Por conta das eleições, quais são as possibilidades mais imediatas? O Aécio, que representa a política do cassetete. O Eduardo Campos, que não tem relação melhor com os movimentos sociais. Vejo disposição do governo em melhorar essa relação do ponto de vista eleitoral, por conta da aproximação da eleição. Mas não vejo disposição em melhorar isso na relação cotidiana ou na definição de políticas. No caso da Marina, a saída dela foi a de ser a candidata insossa da classe média, que tem uma bandeira que a classe média acha bacana, que é o ambientalismo, mas ela não se posiciona. Não tem opinião. Aproximou-se muito da classe média e da grande mídia na ultima eleição e vai cumprir seu papel com o PSDB de levar a eleição para o segundo turno. Com todos os problemas, é melhor um governo Dilma do que um governo Marina. Veja como vamos mal das pernas.
Uma crítica que se faz é que a União Nacional dos Estudantes (UNE) foi cooptada pelo governo federal ao receber grande volume de recursos. Você concorda com essa crítica?

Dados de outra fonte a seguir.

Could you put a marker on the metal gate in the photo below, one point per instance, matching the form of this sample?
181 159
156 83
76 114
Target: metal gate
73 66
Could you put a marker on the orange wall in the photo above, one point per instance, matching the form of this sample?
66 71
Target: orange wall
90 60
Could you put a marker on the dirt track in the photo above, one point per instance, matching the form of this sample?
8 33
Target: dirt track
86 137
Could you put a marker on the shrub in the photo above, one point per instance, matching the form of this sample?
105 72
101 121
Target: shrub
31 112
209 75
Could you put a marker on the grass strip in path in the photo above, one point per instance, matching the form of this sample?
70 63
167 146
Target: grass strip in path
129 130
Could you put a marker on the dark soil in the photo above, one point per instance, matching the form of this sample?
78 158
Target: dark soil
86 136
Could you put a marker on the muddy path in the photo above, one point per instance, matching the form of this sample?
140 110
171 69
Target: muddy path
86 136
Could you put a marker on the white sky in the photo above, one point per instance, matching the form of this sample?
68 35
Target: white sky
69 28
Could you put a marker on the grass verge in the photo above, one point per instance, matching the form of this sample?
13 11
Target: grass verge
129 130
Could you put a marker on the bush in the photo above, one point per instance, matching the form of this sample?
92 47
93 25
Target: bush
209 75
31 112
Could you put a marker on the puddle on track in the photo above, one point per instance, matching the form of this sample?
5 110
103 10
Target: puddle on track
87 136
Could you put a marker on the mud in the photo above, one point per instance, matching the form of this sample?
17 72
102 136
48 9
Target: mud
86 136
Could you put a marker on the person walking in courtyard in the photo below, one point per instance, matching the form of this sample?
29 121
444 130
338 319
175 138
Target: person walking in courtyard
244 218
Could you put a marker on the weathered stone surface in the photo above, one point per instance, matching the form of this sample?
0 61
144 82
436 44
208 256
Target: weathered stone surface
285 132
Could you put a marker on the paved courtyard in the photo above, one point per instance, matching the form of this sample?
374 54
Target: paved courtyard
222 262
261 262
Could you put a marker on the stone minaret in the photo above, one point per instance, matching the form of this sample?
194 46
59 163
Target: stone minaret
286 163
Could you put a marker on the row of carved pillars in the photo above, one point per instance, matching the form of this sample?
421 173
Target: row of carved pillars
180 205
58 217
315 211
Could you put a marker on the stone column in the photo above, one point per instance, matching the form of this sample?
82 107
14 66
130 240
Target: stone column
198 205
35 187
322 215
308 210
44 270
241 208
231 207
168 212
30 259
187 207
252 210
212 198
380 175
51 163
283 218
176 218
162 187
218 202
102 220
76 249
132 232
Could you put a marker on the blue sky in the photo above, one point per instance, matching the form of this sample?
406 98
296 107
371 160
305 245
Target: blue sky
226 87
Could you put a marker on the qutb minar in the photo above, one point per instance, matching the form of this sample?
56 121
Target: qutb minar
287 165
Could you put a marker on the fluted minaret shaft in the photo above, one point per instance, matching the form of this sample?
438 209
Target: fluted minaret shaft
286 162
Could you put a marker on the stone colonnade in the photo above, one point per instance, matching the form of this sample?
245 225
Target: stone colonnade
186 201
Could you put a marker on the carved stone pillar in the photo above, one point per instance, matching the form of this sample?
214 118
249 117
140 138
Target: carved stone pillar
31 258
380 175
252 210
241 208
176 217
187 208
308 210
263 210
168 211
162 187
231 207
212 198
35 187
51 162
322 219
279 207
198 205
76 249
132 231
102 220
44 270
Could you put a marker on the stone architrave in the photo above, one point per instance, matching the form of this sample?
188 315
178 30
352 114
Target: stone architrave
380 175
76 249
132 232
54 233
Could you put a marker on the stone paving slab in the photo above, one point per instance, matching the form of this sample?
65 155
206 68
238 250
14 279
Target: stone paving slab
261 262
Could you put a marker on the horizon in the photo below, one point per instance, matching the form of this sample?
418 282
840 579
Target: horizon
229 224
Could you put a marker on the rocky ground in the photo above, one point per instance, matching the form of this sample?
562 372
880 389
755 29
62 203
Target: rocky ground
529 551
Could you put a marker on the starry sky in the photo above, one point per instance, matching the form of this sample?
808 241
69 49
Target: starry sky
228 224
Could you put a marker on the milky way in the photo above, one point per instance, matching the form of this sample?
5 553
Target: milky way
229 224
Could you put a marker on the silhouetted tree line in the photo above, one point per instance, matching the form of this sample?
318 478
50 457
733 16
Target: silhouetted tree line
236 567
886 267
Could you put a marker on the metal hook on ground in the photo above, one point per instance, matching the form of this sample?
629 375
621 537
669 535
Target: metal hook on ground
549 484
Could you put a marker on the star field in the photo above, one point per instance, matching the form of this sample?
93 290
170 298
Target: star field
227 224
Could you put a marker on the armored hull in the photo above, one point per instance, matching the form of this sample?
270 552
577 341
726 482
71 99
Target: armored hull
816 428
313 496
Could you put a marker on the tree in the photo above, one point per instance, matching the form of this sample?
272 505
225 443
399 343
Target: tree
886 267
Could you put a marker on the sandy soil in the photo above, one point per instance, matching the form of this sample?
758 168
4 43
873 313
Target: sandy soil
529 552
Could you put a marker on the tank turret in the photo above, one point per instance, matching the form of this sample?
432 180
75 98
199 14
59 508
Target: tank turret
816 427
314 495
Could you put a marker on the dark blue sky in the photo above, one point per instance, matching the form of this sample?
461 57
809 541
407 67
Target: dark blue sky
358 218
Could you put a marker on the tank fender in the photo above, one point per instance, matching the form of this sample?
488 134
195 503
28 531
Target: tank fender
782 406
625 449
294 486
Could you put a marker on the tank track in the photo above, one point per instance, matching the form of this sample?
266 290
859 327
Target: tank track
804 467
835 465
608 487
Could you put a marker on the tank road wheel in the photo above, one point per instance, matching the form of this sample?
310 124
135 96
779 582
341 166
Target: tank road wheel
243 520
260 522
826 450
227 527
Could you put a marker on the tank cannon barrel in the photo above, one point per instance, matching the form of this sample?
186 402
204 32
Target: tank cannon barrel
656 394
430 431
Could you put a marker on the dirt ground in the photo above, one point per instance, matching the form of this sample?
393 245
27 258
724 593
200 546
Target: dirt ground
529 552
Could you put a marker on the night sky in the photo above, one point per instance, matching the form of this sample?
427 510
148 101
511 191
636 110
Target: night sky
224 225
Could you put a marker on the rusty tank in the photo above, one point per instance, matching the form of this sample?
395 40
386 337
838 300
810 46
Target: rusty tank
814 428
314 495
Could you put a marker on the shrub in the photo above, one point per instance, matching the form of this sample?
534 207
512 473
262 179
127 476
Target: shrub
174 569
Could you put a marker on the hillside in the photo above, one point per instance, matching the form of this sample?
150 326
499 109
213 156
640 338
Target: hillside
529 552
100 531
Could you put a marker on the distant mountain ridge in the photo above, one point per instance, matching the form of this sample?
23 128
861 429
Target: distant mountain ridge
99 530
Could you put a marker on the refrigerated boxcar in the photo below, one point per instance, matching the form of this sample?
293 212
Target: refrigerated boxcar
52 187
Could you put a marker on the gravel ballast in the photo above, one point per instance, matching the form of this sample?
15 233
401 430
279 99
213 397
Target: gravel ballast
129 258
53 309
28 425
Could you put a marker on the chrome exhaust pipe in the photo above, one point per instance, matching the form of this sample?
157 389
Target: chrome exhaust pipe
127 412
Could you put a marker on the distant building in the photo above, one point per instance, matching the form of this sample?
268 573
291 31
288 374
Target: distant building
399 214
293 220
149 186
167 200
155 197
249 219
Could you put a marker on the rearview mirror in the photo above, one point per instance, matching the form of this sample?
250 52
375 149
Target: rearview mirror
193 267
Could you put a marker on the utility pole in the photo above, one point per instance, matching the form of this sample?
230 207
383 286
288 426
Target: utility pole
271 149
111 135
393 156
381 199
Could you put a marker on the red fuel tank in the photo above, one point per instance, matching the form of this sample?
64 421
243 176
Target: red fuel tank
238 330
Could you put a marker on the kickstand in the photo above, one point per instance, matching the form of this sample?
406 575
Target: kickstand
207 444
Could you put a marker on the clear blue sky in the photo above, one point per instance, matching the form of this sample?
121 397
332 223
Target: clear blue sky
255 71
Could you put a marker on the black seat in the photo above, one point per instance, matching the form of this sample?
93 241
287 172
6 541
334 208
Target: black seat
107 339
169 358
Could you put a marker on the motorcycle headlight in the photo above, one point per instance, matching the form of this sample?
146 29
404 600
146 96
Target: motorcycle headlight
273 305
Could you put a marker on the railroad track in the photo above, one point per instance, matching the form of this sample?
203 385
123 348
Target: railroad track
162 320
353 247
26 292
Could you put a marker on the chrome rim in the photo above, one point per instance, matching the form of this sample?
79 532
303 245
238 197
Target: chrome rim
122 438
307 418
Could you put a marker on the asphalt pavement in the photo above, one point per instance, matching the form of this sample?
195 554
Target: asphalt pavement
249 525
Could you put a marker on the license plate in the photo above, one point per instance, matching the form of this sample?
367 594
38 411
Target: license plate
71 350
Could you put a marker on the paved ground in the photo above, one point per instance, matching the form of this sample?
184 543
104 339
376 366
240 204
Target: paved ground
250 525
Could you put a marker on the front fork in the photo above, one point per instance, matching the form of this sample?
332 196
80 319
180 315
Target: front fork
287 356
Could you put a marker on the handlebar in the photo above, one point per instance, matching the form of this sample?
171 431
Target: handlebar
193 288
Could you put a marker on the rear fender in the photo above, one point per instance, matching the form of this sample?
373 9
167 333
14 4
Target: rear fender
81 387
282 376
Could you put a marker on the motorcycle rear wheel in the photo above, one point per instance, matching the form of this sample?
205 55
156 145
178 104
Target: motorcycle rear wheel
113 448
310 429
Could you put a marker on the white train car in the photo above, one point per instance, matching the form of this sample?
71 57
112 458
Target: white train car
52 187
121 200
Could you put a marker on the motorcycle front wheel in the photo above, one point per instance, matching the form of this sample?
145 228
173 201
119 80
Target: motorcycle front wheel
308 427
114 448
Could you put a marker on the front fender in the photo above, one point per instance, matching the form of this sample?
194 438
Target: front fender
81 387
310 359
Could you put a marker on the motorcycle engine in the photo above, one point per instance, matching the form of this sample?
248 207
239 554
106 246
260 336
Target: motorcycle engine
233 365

Não acho que foi cooptado. No último congresso da UNE, a nova presidenta fez críticas severas ao governo. Há um reconhecimento de avanço no ensino técnico, embora tenha havido um crescimento ainda maior no governo Lula. Os problemas têm de ser reconhecidos. O governo deveria repassar recursos de forma descentralizada para os veículos de comunicação. Mas centraliza em veículos que têm como centro editorial o racismo, a homofobia, é um absurdo. A gente tem um governo omissão com a política de comunicação. Tanto a UNE quanto a Ubes cumprem o seu papel histórico. Se pegar as pautas de reivindicações, as plataformas do movimento estudantil até hoje, desde as décadas de 1970, são coerentes. O fato de receber recurso público não quer dizer que ela tenha sido cooptada. Bancos e veículos de comunicação também recebem e não são acusados disso.